2. Yargıtay İçtihadı Birleştirme Büyük Genel Kurulunun 16.05.1956 tarihli ve 1956/1 Esas, 1956/6 Karar sayılı kararının ilgili bölümü şöyledir: “… Usûlü dairesinde istimlak muamelesine tevessül edilmeksizin gayrimenkulü yola kalbedilen şahsın, esas itibarıyla, gayrimenkulünü yola kalbeden amme hükmi şahsiyeti aleyhine meni müdahale davası açmağa hakkı olduğuna, ancak dilerse bu fiili duruma razı olarak, mülkiyet hakkının amme hükmi şahsiyetine devrine karşılık gayrimenkulünün bedelinin tahsilini de dava edebileceğine ve isteyebileceği bedelin de mülkiyet hakkının devrine razı olduğu tarih olan dava tarihindeki bedel olduğuna 16.05.1956 tarihinde ilk toplantıda ittifakla karar verildi.”
3. Yargıtay İçtihadı Birleştirme Büyük Genel Kurulunun 16.05.1956 tarihli ve 1954/1 Esas, 1956/7 Karar sayılı kararı ile “… Usûlü dairesinde istimlak muamelesine tevessül edilmeksizin gayrimenkulü yola kalbedilen şahsın, gayrimenkulünün bedelinin tahsiline ilişkin olarak, gayrimenkulünü yola kalbeden hükmü şahsiyeti aleyhine açacağı bedel davasında müruruzamanın mevzuubahis olamayacağına ve bu itibarla da, hadisede Borçlar Kanunu’nun 66. maddesinin tatbik kabiliyeti bulunmadığına …” karar verilmiştir.

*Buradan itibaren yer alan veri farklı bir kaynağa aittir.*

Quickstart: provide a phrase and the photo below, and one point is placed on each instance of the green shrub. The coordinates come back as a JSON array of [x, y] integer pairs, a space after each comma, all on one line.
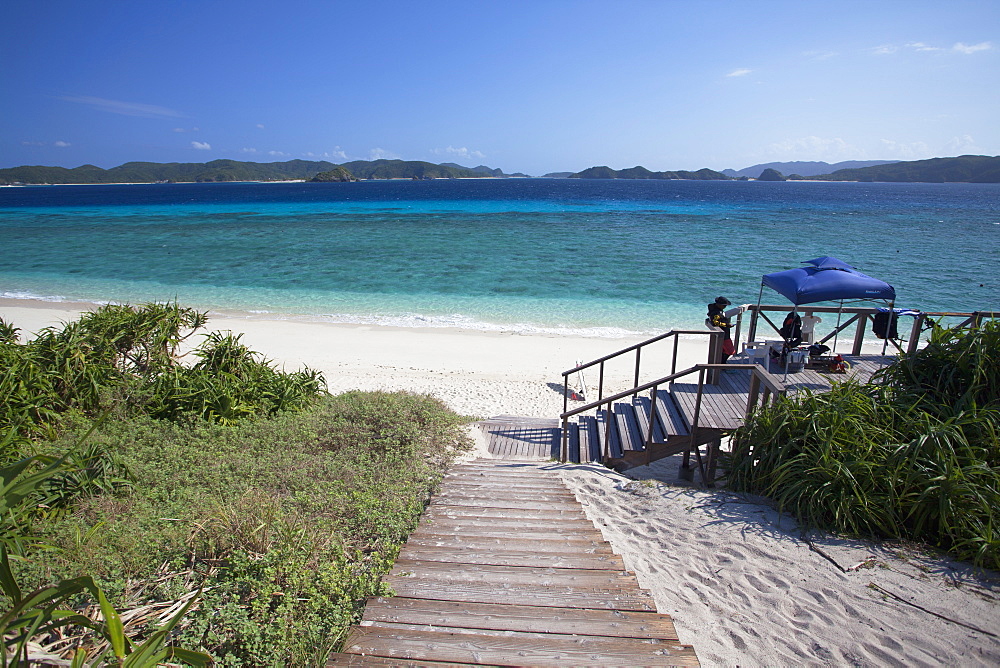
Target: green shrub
[[915, 454], [286, 521]]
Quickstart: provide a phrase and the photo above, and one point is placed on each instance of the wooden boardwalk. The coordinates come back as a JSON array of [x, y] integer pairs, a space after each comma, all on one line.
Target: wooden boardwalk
[[506, 569], [724, 404], [722, 410]]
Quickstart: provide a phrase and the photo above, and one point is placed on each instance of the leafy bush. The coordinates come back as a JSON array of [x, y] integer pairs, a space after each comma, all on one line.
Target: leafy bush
[[287, 522], [915, 454], [126, 358]]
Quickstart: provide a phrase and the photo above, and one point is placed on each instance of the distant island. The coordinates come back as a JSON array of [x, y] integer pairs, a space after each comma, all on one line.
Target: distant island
[[643, 173], [234, 170], [960, 169], [803, 168]]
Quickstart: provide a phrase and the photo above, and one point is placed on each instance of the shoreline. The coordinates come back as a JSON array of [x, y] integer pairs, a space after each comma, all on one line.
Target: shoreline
[[476, 373]]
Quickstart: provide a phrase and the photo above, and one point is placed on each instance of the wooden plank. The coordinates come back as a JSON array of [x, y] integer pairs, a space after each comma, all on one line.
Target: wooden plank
[[613, 623], [524, 593], [526, 514], [592, 537], [670, 416], [582, 545], [561, 558], [475, 523], [590, 577], [526, 504], [525, 532], [494, 491], [340, 659], [521, 649]]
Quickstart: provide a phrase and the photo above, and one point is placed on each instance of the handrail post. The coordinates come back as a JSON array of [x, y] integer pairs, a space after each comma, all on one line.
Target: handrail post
[[859, 334], [565, 444], [600, 384], [918, 326], [636, 383], [652, 418], [696, 423], [673, 362], [752, 393], [607, 432]]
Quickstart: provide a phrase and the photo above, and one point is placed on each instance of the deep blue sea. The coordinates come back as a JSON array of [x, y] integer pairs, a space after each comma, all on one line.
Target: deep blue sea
[[595, 257]]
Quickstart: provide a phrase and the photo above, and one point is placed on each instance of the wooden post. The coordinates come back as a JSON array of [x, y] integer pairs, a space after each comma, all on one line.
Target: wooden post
[[638, 351], [918, 326], [859, 334]]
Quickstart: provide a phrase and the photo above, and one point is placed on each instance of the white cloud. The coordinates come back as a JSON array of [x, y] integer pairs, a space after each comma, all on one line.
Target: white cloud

4. 2942 sayılı Kanun’un 11 inci maddesi.
3. Değerlendirme
1. Mahkemelerin nihai kararlarının bozulması 6100 sayılı Kanun’un geçici 3 üncü maddesinin atfıyla 1086 sayılı Kanun’un 26.09.2004 tarihli ve 5236 sayılı Kanun’la yapılan değişiklikten önceki 428 inci maddesinde yer alan sebeplerden birinin varlığı hâlinde mümkündür.
2. Dava konusu Bursa ili, … ilçesi, … Mahallesi 2647 ada 1 parsel sayılı taşınmaza 2942 sayılı Kanun’un 11 inci maddesinin birinci fıkrasının (g) bendi uyarınca emsalin üstün ve eksik yönleri belirlenip kıyaslaması yapılarak değer biçilmesi yerindedir.
3. Temyizen incelenen mahkeme kararının bozmaya uygun olduğu, kararda ve kararın gerekçesinde hukuk kurallarının somut olaya uygulanmasında bir isabetsizlik bulunmadığı, bozma ile kesinleşen ve karşı taraf yararına kazanılmış hak durumunu oluşturan yönlerin ise yeniden incelenmesine hukukça imkân bulunmadığı anlaşılmış olup temyiz dilekçesinde ileri sürülen nedenler kararın bozulmasını gerektirecek nitelikte görülmemiştir.
VI. KARAR
Açıklanan sebeplerle;
Davalı idare vekilinin yerinde görülmeyen tüm temyiz itirazlarının reddi ile usul ve kanuna uygun olan kararın ONANMASINA,
Davalı idareden aşağıda yazılı kalan harcın alınmasına,
14.03.2023 tarihinde oy birliğiyle karar verildi.